Kracht en precisie

Heb je er ooit aan gedacht om je handen en onderarm spieren te gaan trainen als je last van je schouders hebt?

Voor sterke en soepele schouders heb je een sterk centrum nodig. Zodat je schoudergordel kan rusten op de ribben. En via spieren en bindweefsel kan hangen aan nek en schedel. Dat spaart energie en voorkomt te veel inspanning. Dat maakt het mogelijk om je armen en handen vrij in de ruimte te bewegen zonder dat je je evenwicht verliest of spanning in nek en rug creëert.

Wat de schouders ook nodig hebben zijn sterke onderarm en hand spieren. Je lichaam werkt altijd als één geheel. Je handen en onderarmen zijn onderdeel van een keten. En een ketting is zo sterk als de zwakste schakel. Van een ketting kun je nog zeggen dan maar een schakeltje minder. Onze handen en onderarmen kunnen we niet missen. We hebben ze dagelijks nodig bij ontelbare dingen. En dat krijgen we over het algemeen ook voor elkaar. Al doen we het niet persé op de beste manier.

Je handen zijn bedoeld voor precisie werk maar kunnen ook zware lasten tillen. De kleine spiertjes voor precisie werk bevinden zich in je handen zelf. De spieren die je handen in beweging zetten en lasten kunnen dragen bevinden zich in je onderarmen.
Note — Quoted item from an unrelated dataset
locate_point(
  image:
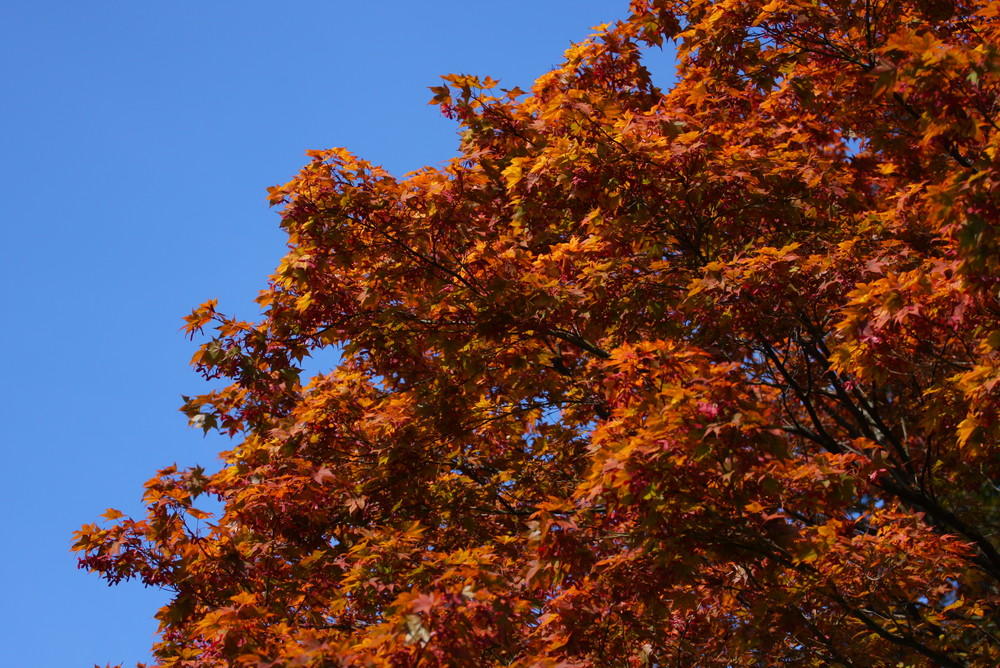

Als onze hand en onderarm spieren niet sterk genoeg zijn kunnen we compenseren in de schouders voor gebrek aan kracht in de onderarmen.

Goede oefeningen voor je handen en onderarmen zijn:

  • knijpen in een zachte bal – 10 x
  • buigen van de polsen met een zandbal in de handen* – 10 x
    • bovenarm stabiliseren door je elleboog op tafel of op je knie te plaatsen
    • handpalmen naar je toe
    • bal in de handen en de handen richting je bovenarm bewegen – beweging vindt plaats in de polsgewrichten
    • spieren aan de binnenzijde van de onderarm zijn actief (aan de kant van de pink)
    • 10 x
  • strekken van de polsen met een zandbal in de handen* – 10 x
    • bovenarm stabiliseren door je elleboog op tafel of op je knie te plaatsen
    • handpalmen van je af
    • bal in de handen en de polsen van een gebogen positie naar een neutrale positie brengen – beweging vindt plaats in de polsgewrichten
    • spieren aan de buitenzijde van de onderarm zijn actief (aan de kant van de duim)
  • supinatie en pronatie van de onderarm met een zandbal in de handen* – 10 x elke hand
    • bovenarm stabiliseren door je elleboog op tafel of op je knie te plaatsen
      supinatie is het openen van de onderarm – palm draait naar boven
    • pronatie het draaien van de onderarm – palm draait naar beneden
    • de duimzijde van de onderarm draait over de pinkzijde van de onderarm. De ellepijp aan de pinkzijde is stabiel – beweging vindt plaats in het ellebooggewricht
  • ellebogen strekken in combinatie met rotatie in het schoudergewricht – 10 x
    • begin met beide ellebogen gebogen, handpalmen naar boven, zandballen in de handen*
    • terwijl je de hele arm stekt draait gelijktijdig de palm naar beneden – – beweging vindt plaats in het ellebooggewricht en het schoudergewricht
    • nog een keer maar nu starten met de handpalmen naar beneden. Als de arm gestrekt is zijn de palmen naar beneden gedraaid

*gewicht zandbal aanpassen aan de mogelijkheden van het moment

Oefen een tijdje de spieren in je handen en onderarmen en je krijgt voortaan elke pot open.